Long-term use of proton pump inhibitors, in some cases significantly increased gastrin levels, gives cause for concern. When omeprazole is taken continuously, the glandular parenchyma of the stomach disappears. 18 (30%) of 59 patients who take omeprazole 20 to 40 mg daily for an average of five years for reflux esophagitis and are infected with H. pylori develop chronic atrophic gastritis, which is associated with malignant degeneration. In contrast, after suturing the esophagus (fundoplication), none of 72 people with and without H. pylori infection have atrophic gastritis.18 According to long-term observations available to date, the incidence of endocrine tumors does not appear to be increased.19

RELIABLE PROPHYLAXIS: If there is pronounced inflammation, long-term therapy will help prevent recurrences. The frequency of relapse depends on the severity of the initial findings. Esophagitis that only heals with proton pump inhibitors after unsuccessful treatment with other agents will return quickly.1,10 After discontinuation, a relapse can be expected in up to 80% of patients within six months. H2 antagonists in therapeutic doses for six months prevent relapses by about 60%. A lower dose maintenance therapy is not enough. Relapses of mild esophagitis can be prevented with about the same success with 20 mg cisapride twice a day.1 450 mg ranitidine plus 30 mg cisapride per day provide significantly better protection than ranitidine alone.20 In the case of moderate inflammation, the combination is an alternative to proton pump inhibitors - loaded with a large number of tablets.

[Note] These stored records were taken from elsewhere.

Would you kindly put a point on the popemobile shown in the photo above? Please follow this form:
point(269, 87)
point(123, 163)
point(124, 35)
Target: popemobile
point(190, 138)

Proton pump blockers, e.g. 20 mg omeprazole daily, prevent relapses more reliably than H2 antagonists,21 but remain reserved for severe esophagitis with endoscopically proven lesions because of the risk of atrophic gastritis. Low-dose maintenance therapy with omeprazole 10 mg daily fails in grade 3-4.22 The proton pump inhibitor is only approved for use for a maximum of one year. There are no controlled studies over a longer period of time. If it is unsuccessful, a combination of a proton pump inhibitor and a prokinetic can be considered.

It has not been established whether drug therapy prevents the transition from severe esophagitis into BARRETT syndrome. Dilatations of strictures are required less often with long-term use of omeprazole.23 Comparative studies between long-term use of proton pump inhibitors and surgery are pending.

CONCLUSION: If patients present for the first time with reflux symptoms, a therapy attempt with antacids or prokinetics such as cisapride (ALIMIX, PROPULSIN) in conjunction with accompanying measures such as reducing obesity and sleeping with an elevated upper body is advisable. If there is no success, it is advisable to clarify the findings endoscopically. Mild esophagitis (grade 1-2) can be treated satisfactorily with H2 antagonists. Severe inflammation (grade 3-4) justifies the use of proton pump inhibitors.

Up to four out of five patients suffer a relapse after discontinuation, so that long-term therapy may be necessary. For lighter forms, an attempt with an H2 antagonist or prokinetic can be considered, possibly also combined. The long-term use of proton pump inhibitors should be limited to severe inflammation because of the risk of atrophic gastritis and other harmful effects. If it is unsuccessful, an additional prokinetic can help. Antireflux surgery should be weighed against long-term use of proton pump inhibitors, especially in younger patients with a complicated course.